The social role of people as consumers and decision makers about sustainable architecture has been ignored. The paper uses Lefebvre’s argument that space is at once a means of production and a commodity, both a social product and a means of social reproduction and control. With the government making all the decisions regarding the environment without any involvement of the community, the marginalized urban masses thus constitute (in post colonial terms) the subaltern group.
The results are significant as this issue is of particular relevance for developing countries such as India that are in the process of industrializing but are yet to confront the high costs of development. Both urbanization and suburban growth take a heavy toll on the environment and the lack of appropriate technologies and sustainable framework suggests that the architectural profession has failed to recognize the critical need for developing socially appropriate sustainable architectural practices for India.

Download Conference Paper - conference paper


Water Rights are Human Rights
Maria Baldwin
History Department, Bowling Green State University, Bowling Green, Ohio, USA

Perhaps a global common that almost anyone could agree upon is the human need for water.  No matter where one lives, whether in an urban or rural area or in a developed or developing nation the need for water is universal.  Yet according to a study by the World Health Organization, in a world of six billion people 1.1 billion lack access to safe, clean water.  This problem will get worse as environmental crises become more acute across the globe.
The problems surrounding the current water crisis are often unnoticed; waters importance frequently recognized only in its absence.  If water supplies are inadequate control and access of water can become a great source of power and a source of various human rights violations.  For this reason water is much more than an economic commodity; it is a human right.  Many governments, INGOs, and the United Nations have recently accepted the connection between water and human rights but the political will to take action has not matched the enormity of the problem.
If water is understood as a human right then governments, acting as the collective custodians of common life, have a responsibility to protect it.  The extent of the environmental crises we face demands that we re-conceptualize our understanding of environmental problems.  Re-orienting the environmental debate is an essential first step toward creating solutions that work.
This paper asserts that using a human rights framework with regard to water issues will emphasize water as a global common, too important to be left to the whims of individual governments or businesses.  Only when we realize this will we be able to find solutions to the global water crisis; solutions that will undoubtedly require a global response and international cooperation.

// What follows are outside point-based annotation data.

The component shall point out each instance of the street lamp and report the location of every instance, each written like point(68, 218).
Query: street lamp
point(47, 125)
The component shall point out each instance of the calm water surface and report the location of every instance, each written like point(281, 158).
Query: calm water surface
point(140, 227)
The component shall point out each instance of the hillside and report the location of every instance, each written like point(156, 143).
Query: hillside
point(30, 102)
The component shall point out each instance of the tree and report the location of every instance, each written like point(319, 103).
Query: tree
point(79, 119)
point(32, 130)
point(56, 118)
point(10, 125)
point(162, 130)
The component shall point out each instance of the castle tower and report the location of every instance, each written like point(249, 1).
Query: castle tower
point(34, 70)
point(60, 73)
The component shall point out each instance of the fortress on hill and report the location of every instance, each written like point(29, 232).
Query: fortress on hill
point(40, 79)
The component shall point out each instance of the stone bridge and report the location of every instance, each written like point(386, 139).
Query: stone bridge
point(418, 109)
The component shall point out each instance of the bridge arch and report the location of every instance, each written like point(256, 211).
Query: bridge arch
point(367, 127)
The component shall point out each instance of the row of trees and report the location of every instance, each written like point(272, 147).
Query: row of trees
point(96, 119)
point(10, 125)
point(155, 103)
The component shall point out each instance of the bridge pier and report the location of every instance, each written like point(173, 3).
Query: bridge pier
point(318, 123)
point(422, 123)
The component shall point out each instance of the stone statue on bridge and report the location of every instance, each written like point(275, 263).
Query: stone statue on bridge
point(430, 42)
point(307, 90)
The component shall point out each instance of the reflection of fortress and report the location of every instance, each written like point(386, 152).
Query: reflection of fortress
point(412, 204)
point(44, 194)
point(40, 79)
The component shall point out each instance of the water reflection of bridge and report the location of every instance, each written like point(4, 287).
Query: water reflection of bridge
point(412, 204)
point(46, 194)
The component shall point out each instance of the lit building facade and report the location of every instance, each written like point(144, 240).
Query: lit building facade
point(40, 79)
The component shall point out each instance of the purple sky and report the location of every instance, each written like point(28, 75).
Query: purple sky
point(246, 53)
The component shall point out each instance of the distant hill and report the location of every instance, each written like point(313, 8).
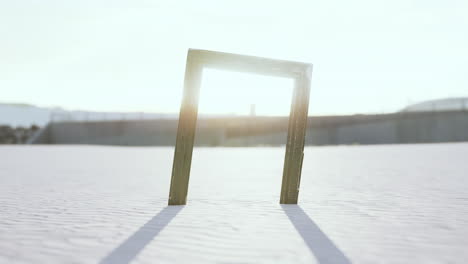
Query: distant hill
point(23, 114)
point(19, 114)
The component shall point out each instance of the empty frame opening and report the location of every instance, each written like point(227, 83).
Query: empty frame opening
point(229, 97)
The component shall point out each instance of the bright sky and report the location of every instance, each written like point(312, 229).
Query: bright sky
point(369, 55)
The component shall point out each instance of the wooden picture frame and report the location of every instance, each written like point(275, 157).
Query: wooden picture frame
point(199, 59)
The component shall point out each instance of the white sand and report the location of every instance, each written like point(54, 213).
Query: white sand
point(369, 204)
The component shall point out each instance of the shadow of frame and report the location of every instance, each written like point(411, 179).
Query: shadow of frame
point(324, 250)
point(131, 247)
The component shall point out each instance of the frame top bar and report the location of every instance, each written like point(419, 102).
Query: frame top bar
point(249, 64)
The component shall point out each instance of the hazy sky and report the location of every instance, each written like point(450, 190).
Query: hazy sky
point(368, 56)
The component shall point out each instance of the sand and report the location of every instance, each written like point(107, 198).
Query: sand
point(357, 204)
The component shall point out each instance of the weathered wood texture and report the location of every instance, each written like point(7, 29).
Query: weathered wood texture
point(199, 59)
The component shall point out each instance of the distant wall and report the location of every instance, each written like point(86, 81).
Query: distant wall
point(246, 131)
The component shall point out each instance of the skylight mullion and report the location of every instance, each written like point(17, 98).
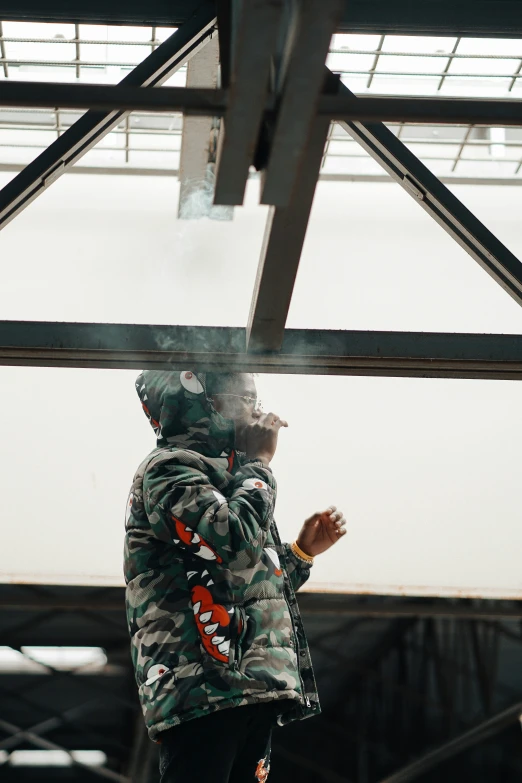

Download Conference Paper - conference paper


Owning Nature: The Case of Hegel
Simon Hailwood
University of Liverpool, Liverpool, United Kingdom

We humans have to make a home for ourselves in the natural world.  We need to transform our physical environment to satisfy our wants and needs; and we must interpret it, make sense of it and, in doing so, we inject our surroundings with meaning and significance.    Property is central to this process as the notion of ownership encompasses a fundamental relation, mediating the human and non-human, through which we construct our surroundings.   Because of this centrality, philosophical derivations of property, their selection of the factors they see as relevant and important, and the way they treat them, are telling indicators of the status given to non-human nature.   Derivations of property in the philosophical tradition standardly assume that only human interests, needs, justice and so on, should be taken into account.   This is unfortunate for environmental philosophers wishing to articulate the moral considerability of natural entities based on a recognition of their (non-instrumental) value, and hoping to see it given some weight alongside familiar political values of human freedom and equality.   Through its adherence to the anthropocentric standard assumption in its treatment of ownership, political philosophy moves in on environmental philosophy and occupies its terrain, pushing aside political consideration of nature for its own sake.  Even when a philosopher has a conception of nature that allows for its ‘re-enchantment’, whether through positing the intrinsic value of natural forms or recognising their valuable status as God’s creation, this is superseded when he turns to the political philosophical task of justifying property.  My paper will explore this tendency in the thinking of Locke and Hegel on property.  I will argue that given the existence of a non-human nature encompassing non-human interests, the presence of the standard assumption marks their theories as unjustifiably ideological.